同様に2番目のカスタマーゲートウェイの情報でも VPN 接続を作成します。

2本の VPN 接続が作成されたことを確認します。[アクション] から、 VPN の構成情報をダウンロードする事ができます。

AWS:ルートテーブルのルート伝搬設定

ナビゲーションバーから [ルートテーブル] をクリックし、作成した VPC に関連づけられているルートテーブルを選択します。[ルート伝播] タブを選択し、 [ルート伝達の編集] をクリックします。

[ルート伝達の編集] にて、[ルート伝播] で作成した仮想プライベートゲートウェイの [伝播] を有効化して [保存] します。

Azure:ローカルネットワークゲートウェイの展開

Azure ポータルに戻り、[リソースの作成] から「ローカル ネットワーク ゲートウェイ」を検索し、[ローカル ネットワーク ゲートウェイ] で [作成] をクリックします。

[ローカル ネットワーク ゲートウェイの作成] にて、次のように入力して [作成] をクリックします。

  • [名前]:ローカルネットワークゲートウェイの名前を指定(VPN-LAB-1-AWS-1
  • [エンドポイント][IP アドレス]
  • [IP アドレス]:AWS の VPN 接続ののグローバル IP アドレスを指定
  • [アドレス空間]:空欄
  • [BGP 設定の構成][有効]
  • [自律システム番号 (ASN)]:AWS の AS 番号を指定(65171
  • [BGP ピアの IP アドレス]:AWS の BGP ピアアドレスを指定(169.254.21.1
  • [サブスクリプション]:ローカルネットワークゲートウェイを展開するサブスクリプションを指定
  • [リソース グループ]:ローカルネットワークゲートウェイを展開するリソースグループを指定
  • [場所]:ローカルネットワークゲートウェイを展開するリージョンを指定

1 番目のローカルネットワークゲートウェイには 1 番目の AWS の VPN 接続(VPN-LAB-1-VGW-to-Azure-1)の中の1本目の接続情報を入力します。

同様に 2 番目のローカルネットワークゲートウェイも同様に作成します。

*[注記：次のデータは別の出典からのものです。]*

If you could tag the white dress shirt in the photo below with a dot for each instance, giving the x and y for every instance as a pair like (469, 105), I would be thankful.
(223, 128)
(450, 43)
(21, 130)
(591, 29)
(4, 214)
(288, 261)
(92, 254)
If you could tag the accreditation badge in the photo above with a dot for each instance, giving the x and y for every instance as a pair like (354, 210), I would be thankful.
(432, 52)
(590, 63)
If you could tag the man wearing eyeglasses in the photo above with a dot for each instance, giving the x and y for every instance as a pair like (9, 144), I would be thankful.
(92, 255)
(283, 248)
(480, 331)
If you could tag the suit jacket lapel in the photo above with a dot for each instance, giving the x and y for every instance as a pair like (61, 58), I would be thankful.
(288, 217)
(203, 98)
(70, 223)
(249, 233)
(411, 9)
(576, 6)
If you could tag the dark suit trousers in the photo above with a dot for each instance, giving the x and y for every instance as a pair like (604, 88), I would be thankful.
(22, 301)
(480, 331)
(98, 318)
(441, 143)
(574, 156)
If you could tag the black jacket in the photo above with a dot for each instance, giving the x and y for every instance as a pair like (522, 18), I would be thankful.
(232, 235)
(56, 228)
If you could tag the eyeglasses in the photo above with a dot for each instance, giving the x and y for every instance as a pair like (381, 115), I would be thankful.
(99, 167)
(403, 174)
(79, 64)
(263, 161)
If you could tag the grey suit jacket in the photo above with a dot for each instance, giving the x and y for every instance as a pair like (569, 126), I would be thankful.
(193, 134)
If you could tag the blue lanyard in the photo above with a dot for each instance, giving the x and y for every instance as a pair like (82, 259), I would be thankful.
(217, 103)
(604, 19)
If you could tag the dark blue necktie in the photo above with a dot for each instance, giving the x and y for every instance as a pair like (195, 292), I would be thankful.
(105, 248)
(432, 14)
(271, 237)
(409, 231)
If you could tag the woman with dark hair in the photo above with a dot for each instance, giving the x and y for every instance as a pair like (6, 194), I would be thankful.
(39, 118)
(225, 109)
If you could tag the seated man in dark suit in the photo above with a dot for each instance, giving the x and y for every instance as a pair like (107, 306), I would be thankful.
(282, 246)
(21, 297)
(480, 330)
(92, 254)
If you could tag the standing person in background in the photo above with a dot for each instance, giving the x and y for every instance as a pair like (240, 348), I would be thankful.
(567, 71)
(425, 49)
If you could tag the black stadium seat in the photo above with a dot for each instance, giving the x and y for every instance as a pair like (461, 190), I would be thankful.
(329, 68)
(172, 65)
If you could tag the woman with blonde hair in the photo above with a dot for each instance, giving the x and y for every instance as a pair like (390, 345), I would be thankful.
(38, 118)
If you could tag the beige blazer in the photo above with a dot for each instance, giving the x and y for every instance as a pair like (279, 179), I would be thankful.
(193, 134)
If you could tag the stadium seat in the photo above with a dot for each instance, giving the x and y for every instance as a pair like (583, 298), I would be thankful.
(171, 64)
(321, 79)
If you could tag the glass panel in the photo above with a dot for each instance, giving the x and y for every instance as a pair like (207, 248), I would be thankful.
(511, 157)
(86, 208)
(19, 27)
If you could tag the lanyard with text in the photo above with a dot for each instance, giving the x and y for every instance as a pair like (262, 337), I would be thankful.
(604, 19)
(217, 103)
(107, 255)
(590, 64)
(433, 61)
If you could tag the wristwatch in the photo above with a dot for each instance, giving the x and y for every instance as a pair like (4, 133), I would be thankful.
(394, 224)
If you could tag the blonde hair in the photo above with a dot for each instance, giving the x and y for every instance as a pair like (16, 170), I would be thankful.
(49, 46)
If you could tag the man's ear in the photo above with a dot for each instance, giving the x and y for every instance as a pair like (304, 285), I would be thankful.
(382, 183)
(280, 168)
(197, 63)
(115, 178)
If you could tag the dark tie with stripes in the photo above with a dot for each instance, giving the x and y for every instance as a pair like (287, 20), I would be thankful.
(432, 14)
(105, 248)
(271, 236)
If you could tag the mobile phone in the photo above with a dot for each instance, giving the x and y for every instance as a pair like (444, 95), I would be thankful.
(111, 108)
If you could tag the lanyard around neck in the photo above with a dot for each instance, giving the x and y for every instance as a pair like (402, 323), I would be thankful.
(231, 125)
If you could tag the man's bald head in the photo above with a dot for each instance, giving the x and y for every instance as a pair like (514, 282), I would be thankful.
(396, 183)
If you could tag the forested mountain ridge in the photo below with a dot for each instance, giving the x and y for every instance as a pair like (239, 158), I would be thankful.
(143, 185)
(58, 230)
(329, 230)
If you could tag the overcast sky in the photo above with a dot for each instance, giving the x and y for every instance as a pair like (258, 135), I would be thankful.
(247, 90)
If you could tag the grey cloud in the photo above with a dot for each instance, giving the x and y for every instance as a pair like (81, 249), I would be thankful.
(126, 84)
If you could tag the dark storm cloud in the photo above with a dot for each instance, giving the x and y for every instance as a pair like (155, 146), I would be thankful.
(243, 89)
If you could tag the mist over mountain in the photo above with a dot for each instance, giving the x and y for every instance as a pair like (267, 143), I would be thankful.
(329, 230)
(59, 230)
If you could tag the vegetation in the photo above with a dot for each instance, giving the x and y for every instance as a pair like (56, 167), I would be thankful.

2 番目のローカルネットワークゲートウェイには 2 番目の AWS の VPN 接続(VPN-LAB-1-VGW-to-Azure-2)の中の1本目の接続情報を入力します。

ローカルネットワークゲートウェイが作成されたことを確認します。

Azure:サイト間接続の展開

[すべてのリソース]>[仮想ネットワーク ゲートウェイ] を選択し、作成した仮想ネットワークゲートウェイ(VPN-LAB-1-VGW)をクリックします。

左メニューから、[接続] をクリックします。上部メニューの [追加] をクリックします。[接続の追加] にて、次のように入力して [OK] をクリックします。

  • [名前]:接続の名前を指定(VPN-LAB-1-VGW-to-AWS-1
  • [接続の種類][サイト対サイト (IPsec)]
  • [仮想ネットワーク ゲートウェイ][VPN-LAB-1-VGW]
  • [ローカル ネットワーク ゲートウェイ][VPN-LAB-1-AWS-1]
  • [共有キー (PSK)]VPN-LAB-1-VGW-to-Azure-1 で指定した事前共有キー
  • [Azure プライベート IP アドレスを使用する][無効] (未チェック)
  • [BGP を有効にする][有効] (チェック)
  • [IKE プロトコル][IKEv2]

2番目の接続も同様に作成します。

2つの接続が作成されたことを確認します。

動作確認

接続状態

Azure の仮想ネットワークゲートウェイで接続の [状態] が両方とも [接続済み] になることを確認します。

AWS の VPN 接続は2つずつあるトンネルのうち一つだけ [ステータス] が [アップ] になります。

ルート広報

Azure では仮想マシンのネットワークインターフェースを選択し、 [有効なルート] から BGP で広報されたルートを確認できます。広報されたルートは次ホップが [仮想ネットワーク ゲートウェイ] になっています。

AWS ではルートテーブルから [ルート] タブを選択することで広報されたルートを確認できます。広報されたルートは [ターゲット] が仮想プライベートゲートウェイになっています。

以上で BGP による Azure と AWS の S2S VPN 接続は完了です。